The Catholic Church does not support dual covenant theology and even if holding in 2006 that "The covenant that God made with the Jewish people through Moses remains eternally valid for them" (US Catholic Catechism for Adults), since 2008-9 it argues that "To the Jewish people, whom God first chose to hear his Word, belong the sonship, the glory, the covenants, the giving of the law, the worship and the promises; to them belong the patriarchs, and of their race, according to the flesh, is the Christ" (US Bishops get Vatican Recognitio for Change in Adult Catechism; USCCB News Release).

Ecclesia et Synagoga
Modern figurines by Paula Mary Turnbull

Christian views. Although Christianity affirms that the Pentateuch is part of Scripture that is inspired of God, Christian tradition denies that all of the Old Covenant still applies directly to Christians. Different arguments are used to reach that conclusion and there are differences of opinion within Christianity as to which parts, if any, still apply. Christianity, almost without exception, teaches that this New Covenant is the instrument through which God offers mercy and atonement to mankind.

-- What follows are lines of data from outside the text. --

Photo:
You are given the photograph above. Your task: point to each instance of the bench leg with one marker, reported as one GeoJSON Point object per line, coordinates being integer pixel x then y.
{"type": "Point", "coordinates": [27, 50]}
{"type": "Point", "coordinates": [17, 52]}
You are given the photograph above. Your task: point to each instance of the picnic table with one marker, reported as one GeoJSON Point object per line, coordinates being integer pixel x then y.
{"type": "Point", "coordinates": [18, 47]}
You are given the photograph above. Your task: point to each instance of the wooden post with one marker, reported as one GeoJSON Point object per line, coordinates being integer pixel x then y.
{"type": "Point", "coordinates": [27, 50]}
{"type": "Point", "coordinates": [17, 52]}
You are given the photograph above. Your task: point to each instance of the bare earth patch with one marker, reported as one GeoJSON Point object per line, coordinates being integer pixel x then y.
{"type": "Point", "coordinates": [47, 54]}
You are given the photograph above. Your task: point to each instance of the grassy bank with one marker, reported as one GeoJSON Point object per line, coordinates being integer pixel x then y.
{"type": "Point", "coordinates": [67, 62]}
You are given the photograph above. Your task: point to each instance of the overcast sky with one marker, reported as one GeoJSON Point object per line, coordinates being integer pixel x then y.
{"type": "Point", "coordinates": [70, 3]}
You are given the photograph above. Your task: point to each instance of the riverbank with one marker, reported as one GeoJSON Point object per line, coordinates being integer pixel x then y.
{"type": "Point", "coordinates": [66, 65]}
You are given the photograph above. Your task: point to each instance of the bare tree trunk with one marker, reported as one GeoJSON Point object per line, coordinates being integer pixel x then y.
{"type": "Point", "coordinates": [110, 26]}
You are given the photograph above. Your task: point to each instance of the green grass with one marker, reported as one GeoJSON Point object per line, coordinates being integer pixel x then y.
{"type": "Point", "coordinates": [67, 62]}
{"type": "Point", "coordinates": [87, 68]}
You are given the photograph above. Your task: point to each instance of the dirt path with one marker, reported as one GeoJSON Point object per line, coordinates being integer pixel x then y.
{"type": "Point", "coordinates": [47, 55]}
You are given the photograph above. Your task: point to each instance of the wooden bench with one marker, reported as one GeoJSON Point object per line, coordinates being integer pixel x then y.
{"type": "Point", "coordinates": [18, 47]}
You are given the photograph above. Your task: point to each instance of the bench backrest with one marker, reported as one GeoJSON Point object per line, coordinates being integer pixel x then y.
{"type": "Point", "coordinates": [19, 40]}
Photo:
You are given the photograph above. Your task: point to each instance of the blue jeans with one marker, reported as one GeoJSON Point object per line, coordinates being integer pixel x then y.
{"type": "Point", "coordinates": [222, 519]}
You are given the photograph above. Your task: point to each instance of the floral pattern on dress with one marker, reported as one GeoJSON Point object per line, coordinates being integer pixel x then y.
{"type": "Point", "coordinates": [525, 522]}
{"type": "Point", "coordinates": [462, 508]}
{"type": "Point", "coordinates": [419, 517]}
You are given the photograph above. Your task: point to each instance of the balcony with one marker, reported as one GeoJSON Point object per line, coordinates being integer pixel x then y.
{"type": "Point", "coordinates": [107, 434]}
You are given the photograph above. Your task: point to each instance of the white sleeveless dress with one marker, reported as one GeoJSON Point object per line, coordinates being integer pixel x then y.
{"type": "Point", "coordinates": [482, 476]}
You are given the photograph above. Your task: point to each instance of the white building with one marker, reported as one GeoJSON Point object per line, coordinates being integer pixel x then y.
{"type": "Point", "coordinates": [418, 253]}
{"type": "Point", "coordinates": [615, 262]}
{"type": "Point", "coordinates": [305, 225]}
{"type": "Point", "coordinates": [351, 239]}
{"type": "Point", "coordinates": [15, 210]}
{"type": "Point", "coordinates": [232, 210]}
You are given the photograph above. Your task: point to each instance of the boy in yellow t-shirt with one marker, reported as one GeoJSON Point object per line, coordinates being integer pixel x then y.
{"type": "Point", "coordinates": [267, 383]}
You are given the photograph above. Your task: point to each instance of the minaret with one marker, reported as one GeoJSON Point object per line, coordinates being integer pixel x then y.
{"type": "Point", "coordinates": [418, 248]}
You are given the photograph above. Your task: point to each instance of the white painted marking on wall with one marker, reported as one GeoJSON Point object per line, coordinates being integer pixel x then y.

However, there are differences of opinion as to how the New Covenant affects the validity of the Old Covenant, how many Old Covenant laws such as the Ten Commandments are continued or renewed in the New Covenant, and related issues. The topic is still frequently debated among New Testament scholars and this produce many views. Yet, significantly, as pope Benedict XVI puts it, "The Gospel does not, of course, abolish the [Mosaic] Scriptures, nor push them to one side, but rather interprets them, so that henceforth and forever they form the Scriptures of Christians, without which the Gospel would have no foundation" (Joseph Ratzinger, Sacred Places, 2005).